CNBC Reveals Lawmakers’ Smart Banking Crisis Saves Using CT Data

Jahanzeb Salam
6 Feb 2024 · 2 minutes read

The financial world has been experiencing an uneasy state of turbulence and pressure as numerous industry players have fallen. On May 6, the NYT correspondent Kate Kelly joined the CNBC show “Last Call” to discuss the recent collapse of the banking sector and its probable causes. She also discussed at length how there were several politicians who made interesting trades around the same time.

The list of the fallen ones is not limited to just regional banks but comprises names of giants like SVB Financial (SIVB/SIVBQ:US), Signature Bank (SBNY:US), and First Republic Bank (FRC:US).

During the whistling of the stormy winds blown by the fall of banks, a plethora of investors took a hard hit and lost their fortunes. The ones who had keen foresight transferred their funds to safe investments. 

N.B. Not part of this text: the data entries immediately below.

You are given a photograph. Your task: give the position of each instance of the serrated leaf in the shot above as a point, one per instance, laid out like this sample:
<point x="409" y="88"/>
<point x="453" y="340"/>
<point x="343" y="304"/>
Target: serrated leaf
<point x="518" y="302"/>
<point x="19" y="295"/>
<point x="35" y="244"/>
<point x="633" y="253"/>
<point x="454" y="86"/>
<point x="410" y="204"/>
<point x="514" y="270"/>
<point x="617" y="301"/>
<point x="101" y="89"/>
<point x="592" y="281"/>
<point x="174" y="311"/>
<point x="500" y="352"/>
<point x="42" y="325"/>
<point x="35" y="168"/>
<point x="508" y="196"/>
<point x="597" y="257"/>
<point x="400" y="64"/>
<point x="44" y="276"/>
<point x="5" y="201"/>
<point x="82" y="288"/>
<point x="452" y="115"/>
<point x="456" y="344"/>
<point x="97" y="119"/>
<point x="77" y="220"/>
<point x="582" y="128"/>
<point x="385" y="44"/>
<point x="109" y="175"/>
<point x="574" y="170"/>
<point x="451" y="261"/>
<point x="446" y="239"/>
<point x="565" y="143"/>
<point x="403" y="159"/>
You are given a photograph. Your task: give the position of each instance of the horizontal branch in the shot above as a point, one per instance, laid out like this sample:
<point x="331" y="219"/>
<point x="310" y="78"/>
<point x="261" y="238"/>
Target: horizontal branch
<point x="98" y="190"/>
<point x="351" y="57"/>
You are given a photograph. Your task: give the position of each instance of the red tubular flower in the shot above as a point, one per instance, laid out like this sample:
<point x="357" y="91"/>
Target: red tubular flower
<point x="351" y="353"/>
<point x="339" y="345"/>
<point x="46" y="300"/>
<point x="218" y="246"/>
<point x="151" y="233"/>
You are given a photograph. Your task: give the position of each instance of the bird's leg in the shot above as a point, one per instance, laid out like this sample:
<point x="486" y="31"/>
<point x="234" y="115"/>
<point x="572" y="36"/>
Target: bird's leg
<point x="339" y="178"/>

This phase was at its peak in March and just as people were starting to get acclimatized with the incident, the aftershocks took their toll. Two regional banks PacWest Bancorp (PACW:US) and Western Alliance (WAL:US) lost their stability on May 2. This impact was mainly due to the fall of FRC on May 1. 

During this roller coaster of instability, two Congress members Rep. Daniel S. Goldman and Rep. Josh Gottheimer made some fascinating saves. 

Democratic Congressman from NY, Dan Goldman sold between $1,000 - $15,000 in PacWest on March 6 when the stock price closed at $27.4. The stock currently trades nearly 79% lower than its price since the time of sale at $5.76 apiece. On the same day, he also laid off shares of WAL in the range of $1,000 - $15,000, at $75.39 per share; WAL's closing price that day. The stock is down nearly 64% since its sale.

Similarly, his colleague representing NJ, Josh Gottheimer sold his holdings in SVB between $1,000 - $15,000 at the closing share value of $106.04 on March 9, just a day before the financial institution crumbled to the ground. The lawmaker potentially avoided 99% of his losses from this trade. 

The U.S. banking sector is undoubtedly witnessing its worst phase since the financial crisis of 2008. But the bail-out of Congressmen just days prior to the disaster does cause reason to raise eyebrows.